Designed with 330 units divided between two towers, Plantation Town was a $71 million project by Plantation Town Apartments LLC, a firm headed by local developer Michael Kimura.
Kimura’s proposal was selected through a request for bids issued in 2005 by the Hawaii Housing Finance and Development Corp., a state agency, to occupy six acres of vacant state land.
Sales efforts kicked off in September 2006, just as Oahu’s real estate market was nearing the end of a superheated boom.
At the time, Gov. Linda Lingle proclaimed in a statement, "This collaborative effort between the public and private sectors will enable the dream of homeownership to come true for 330 Hawaii families."
Prices ranged from $131,500 for 362-square-foot, one-bedroom units to $302,000 for 643-square-foot, three-bedroom units. At the time, the prices reflected below-market values made possible in part by the state’s land contribution, though buyers had to meet the special ownership conditions.
Though affordable housing was in high demand, Plantation Town sales proceeded relatively slowly as the real estate market cooled. By the end of 2007, the income limit was increased to 140 percent of the median to expand the pool of potential buyers.
Construction was completed in July 2008, and initial residents moved in. Yet by July 2009 only 185, or 56 percent, of Plantation Town units had been sold.
Project officials said demand was strong but that tightening mortgage standards kept many low-income prospective buyers from qualifying for loans. So HHFDC and the City Council in December approved removing restrictions on units, including any income limit and the shared-appreciation provision for resales. The owner-occupant restriction, however, was maintained by the developer.
Then in March with sales still flagging, project broker Hawaiian Island Homes Ltd. announced that it had begun marketing Plantation Town units to investors and that the last restrictions—requiring that buyers be Hawaii residents and that they live in the units—had been lifted.
The HHFDC said the changes were necessary and appropriate because the developer had $19 million outstanding on a construction loan that had been extended once, while recovery for the local real estate market is forecast to be slight and slow.
Since March about 25 units have been sold, and another 18 are in escrow.
Peter Savio, founder and principal broker of Hawaiian Island Homes, said only two of the sales since March have been to investors based on information from mortgage documents, and that Kimura, the project’s principal developer, is trying to sell as many units to owner-occupants as he can.
"Mike is being very responsible," Savio said. "He does not want to sell to investors."

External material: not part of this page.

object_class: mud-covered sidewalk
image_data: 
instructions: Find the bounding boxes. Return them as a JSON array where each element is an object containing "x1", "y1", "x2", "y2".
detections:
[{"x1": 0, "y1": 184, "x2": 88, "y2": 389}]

Savio said Kimura sought HHFDC permission to remove shared appreciation and rent prohibition provisions for early buyers, but the agency was against altering prior contracts.
Under the modified terms of Plantation Town unit sales, half of the $5,000 price increase is to be deposited into the project’s homeowners association to be used as the association sees fit, which Savio said benefits all owners.
Douglas White, a Plantation Town resident since 2008 who serves as association president, said he understands the reason for the changes but is upset that the requirements were changed without informing or consulting residents.
White expressed his frustration during an HHFDC board meeting in May, and said in written testimony that the agency should have tried other ways such as a rent-to-own program that maintained the rental restriction to ensure the project remained 100 percent owner-occupied.
He added that rental units, though they were sold for $5,000 more to investors, might not hold their value as well given that owner-occupants tend to have a greater pride in maintaining the property.
"Indirectly, it’s going to drive down the value of our units," he told agency directors.
Betty Lou Larson, an HHFDC board member and an affordable-housing and homeless advocate with Catholic Charities Hawaii, suggested at the meeting that the impact on Plantation Town unit values would be worse if unsold units went into foreclosure. White said he understood the rationale for the changes but believes residents should have been informed about decisions that affect their homes.
Kawabata said, "To me it’s not fair. They should give a concession (to those) who bought at the original price."